The Knowledge Base

Documentation as a Brain

These docs are not just pages to read. They are the source of truth for the entire Avolve game — and they are machine-readable.

Every document in this collection is embedded as vectors in Supabase pgvector. This means the content can be searched semantically (by meaning, not just keywords) and used as context for AI-generated answers.

How It Works

The pipeline has three stages:

1. Content → Chunks

Each MDX document is split into chunks by section heading. A document with five ## headings becomes six chunks: the introduction plus five sections. Each chunk carries its source file, slug, heading, and frontmatter metadata.

2. Chunks → Vectors

Each chunk is embedded using Google's text-embedding-005 model via Vercel AI Gateway, producing a 768-dimensional vector that captures the semantic meaning of the text. Similar concepts produce similar vectors, regardless of exact wording.

3. Vectors → Answers

When you search or ask a question:

Your query is embedded into the same vector space
The database finds the most similar document chunks using cosine similarity
For search: the matching chunks are returned directly with relevance scores
For chat: the matching chunks become context for Claude, which generates a grounded answer citing specific documents

Who This Serves

The brain serves multiple stakeholders simultaneously:

Stakeholder	How They Access It	What They Get
Players	Search bar on /docs, chat on /docs/ask	Find answers by meaning, ask questions in natural language
Search engines	Structured MDX with Schema.org JSON-LD	Clean indexable content with rich metadata
AI agents	Vector search API, Supabase RPC	Any agent can query the knowledge base programmatically
Admin	Supabase dashboard, embedding scripts	Full control over what is indexed and how

The same content serves a human reading a doc page, Google indexing the site, an AI agent building context, and an admin debugging the system. One source of truth, multiple access patterns.

Architecture

MDX files (content/docs/)
    ↓ POST /api/embed
Google text-embedding-005 via Vercel AI Gateway (768 dimensions)
    ↓ upsert
Supabase pgvector (documents table, HNSW index)
    ↓ query
/api/search (vector similarity → ranked chunks)
/api/chat (vector similarity → Claude context → streamed answer)

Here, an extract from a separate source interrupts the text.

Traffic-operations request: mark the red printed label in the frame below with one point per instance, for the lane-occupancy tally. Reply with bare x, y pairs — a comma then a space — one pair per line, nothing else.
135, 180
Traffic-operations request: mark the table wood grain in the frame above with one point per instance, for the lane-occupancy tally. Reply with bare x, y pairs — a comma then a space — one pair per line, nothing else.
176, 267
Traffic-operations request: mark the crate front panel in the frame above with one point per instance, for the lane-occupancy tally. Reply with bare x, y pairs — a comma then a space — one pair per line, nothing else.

The documents table stores:

Column	Purpose
`source`	Origin path (e.g., `docs/game-theory`)
`slug`	URL-friendly identifier
`heading`	Section heading (null for introduction)
`content`	The chunk text
`embedding`	768-dim vector
`metadata`	Frontmatter as JSON (title, tags, category)

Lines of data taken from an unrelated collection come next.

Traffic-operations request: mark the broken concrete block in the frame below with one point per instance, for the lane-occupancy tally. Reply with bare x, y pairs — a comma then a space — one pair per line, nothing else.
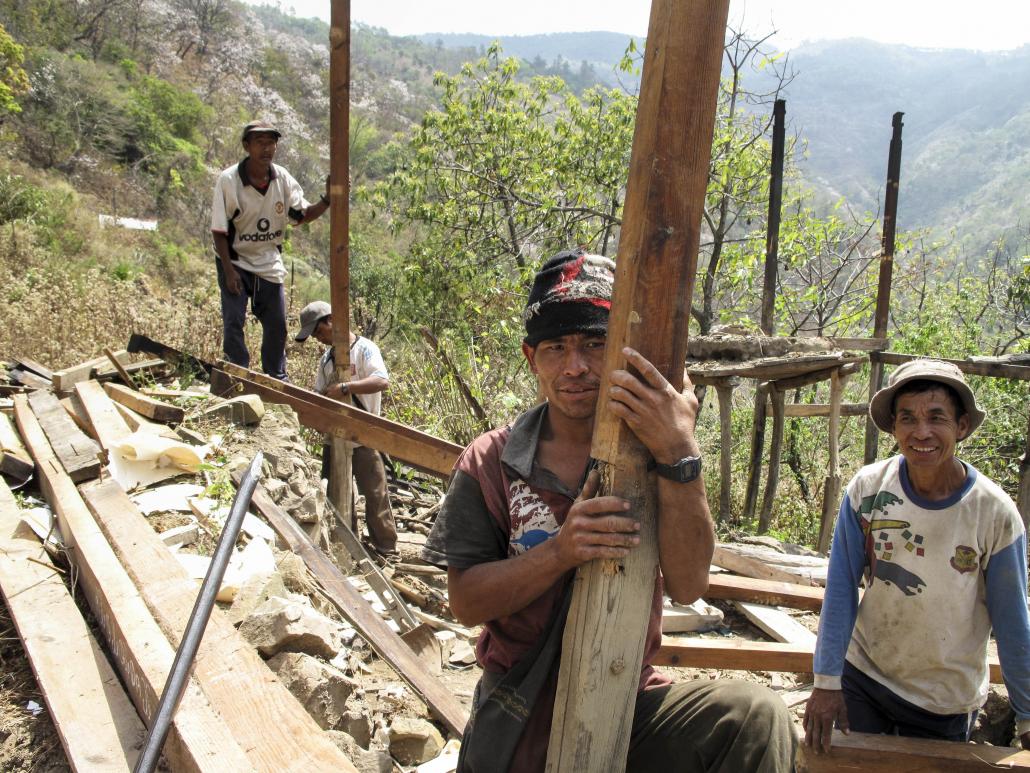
414, 741
276, 489
446, 762
180, 535
280, 625
252, 593
320, 689
364, 761
357, 726
245, 409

An HNSW index enables fast approximate nearest-neighbor search. The match_documents function handles similarity queries with configurable threshold and result count.

What Gets Embedded

Only public documentation in content/docs/ is embedded. Internal notes, skill files, and admin references are not included. This is intentional — the brain contains exactly what players should be able to find and what AI agents should be able to cite.

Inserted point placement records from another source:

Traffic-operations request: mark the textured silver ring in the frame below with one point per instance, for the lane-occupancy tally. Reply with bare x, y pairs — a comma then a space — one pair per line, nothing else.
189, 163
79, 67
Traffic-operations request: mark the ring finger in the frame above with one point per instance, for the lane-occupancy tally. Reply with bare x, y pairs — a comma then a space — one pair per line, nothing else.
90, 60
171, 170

If a piece of information is important enough to be in the brain, it belongs in a doc. If it is internal-only, it stays in skill references or admin notes.

Keeping It Current

The embedding pipeline runs as an API route: POST /api/embed with the service role key in the x-embed-secret header. It deletes existing rows for each source before reinserting, ensuring the database always reflects the current state of the docs. There is no drift between what you read on the page and what the brain knows.

Limitations

Embedding model: Google text-embedding-005 is fast and cost-effective ($0.025/1M tokens) via Vercel AI Gateway. Sufficient for a focused documentation set.
Chunk granularity: Splitting by ## headings means very long sections become single chunks. Short sections may lack context. This works well for the current doc structure.
Latency: Search adds an embedding call (~100ms) plus a database query. Chat adds a Claude inference step on top. Both are acceptable for the use case.
Scope: Only docs are embedded. Future iterations could include Genius entry patterns, quest descriptions, or community knowledge.